# Test llama-cpp-python Installation

***important:***
needs installed llama-cpp-python and model-file!

With Apple Silicon GPU Support (MPS) on macOS:
```
pip uninstall llama-cpp-python # if already installed w/o MPS
CMAKE_ARGS="-DLLAMA_METAL=on" FORCE_CMAKE=1 pip install -U llama-cpp-python --no-cache-dir
```

For use inside an Apple Silicon Linux VM:
```
CMAKE_ARGS="-DUNAME_M=arm64 -DUNAME_p=arm -DLLAMA_NO_METAL=1" FORCE_CMAKE=1 pip install -U llama-cpp-python --no-cache-dir
```

In [1]:
# LLama Class Initialization

from llama_cpp import Llama

model_path = "./models/openbuddy-llama2-13b-v11.1.Q4_K_M.gguf"
n_ctx = 4096
logits_all = True

llm = Llama(model_path=model_path,
            n_ctx=n_ctx,
            logits_all=logits_all, 
            embedding = False,
            n_threads = 8,
            n_gpu_layers=0,
            verbose = True,
        )

llama_model_loader: loaded meta data with 19 key-value pairs and 363 tensors from ./models/openbuddy-llama2-13b-v11.1.Q4_K_M.gguf (version GGUF V2 (latest))
llama_model_loader: - tensor    0:                token_embd.weight q4_K     [  5120, 37632,     1,     1 ]
llama_model_loader: - tensor    1:              blk.0.attn_q.weight q4_K     [  5120,  5120,     1,     1 ]
llama_model_loader: - tensor    2:              blk.0.attn_k.weight q4_K     [  5120,  5120,     1,     1 ]
llama_model_loader: - tensor    3:              blk.0.attn_v.weight q6_K     [  5120,  5120,     1,     1 ]
llama_model_loader: - tensor    4:         blk.0.attn_output.weight q4_K     [  5120,  5120,     1,     1 ]
llama_model_loader: - tensor    5:            blk.0.ffn_gate.weight q4_K     [  5120, 13824,     1,     1 ]
llama_model_loader: - tensor    6:              blk.0.ffn_up.weight q4_K     [  5120, 13824,     1,     1 ]
llama_model_loader: - tensor    7:            blk.0.ffn_down.weight q6_K     [ 13824,  

## Selct Prompts

In [2]:
# GERMAN Language
user_prompt = "Wasser aus einem Krug füllt einen Becher, bis er leer ist.
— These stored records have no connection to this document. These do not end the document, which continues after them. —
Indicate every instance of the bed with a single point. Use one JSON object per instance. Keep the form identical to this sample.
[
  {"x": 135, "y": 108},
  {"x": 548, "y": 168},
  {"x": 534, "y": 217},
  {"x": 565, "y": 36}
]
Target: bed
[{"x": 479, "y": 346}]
Was ist jetzt leer?"
sys_prompt = "Es folgt eine Aufgabe. Die Aufgabe erklärt auch den Kontext. Ergänze die Antwort, welche die Aufgabe gut erfüllt."
sys_prompt += " ### Aufgabe: {0} ### Antwort:"

### or

In [None]:
# ENGLISH Language
user_prompt = "Water pours from a flask into a cup until it is empty. What became empty?"
sys_prompt = "Below is an instruction that describes a task. Write a response that appropriately completes the request."
sys_prompt += " ### Instruction: {0} ### Response:"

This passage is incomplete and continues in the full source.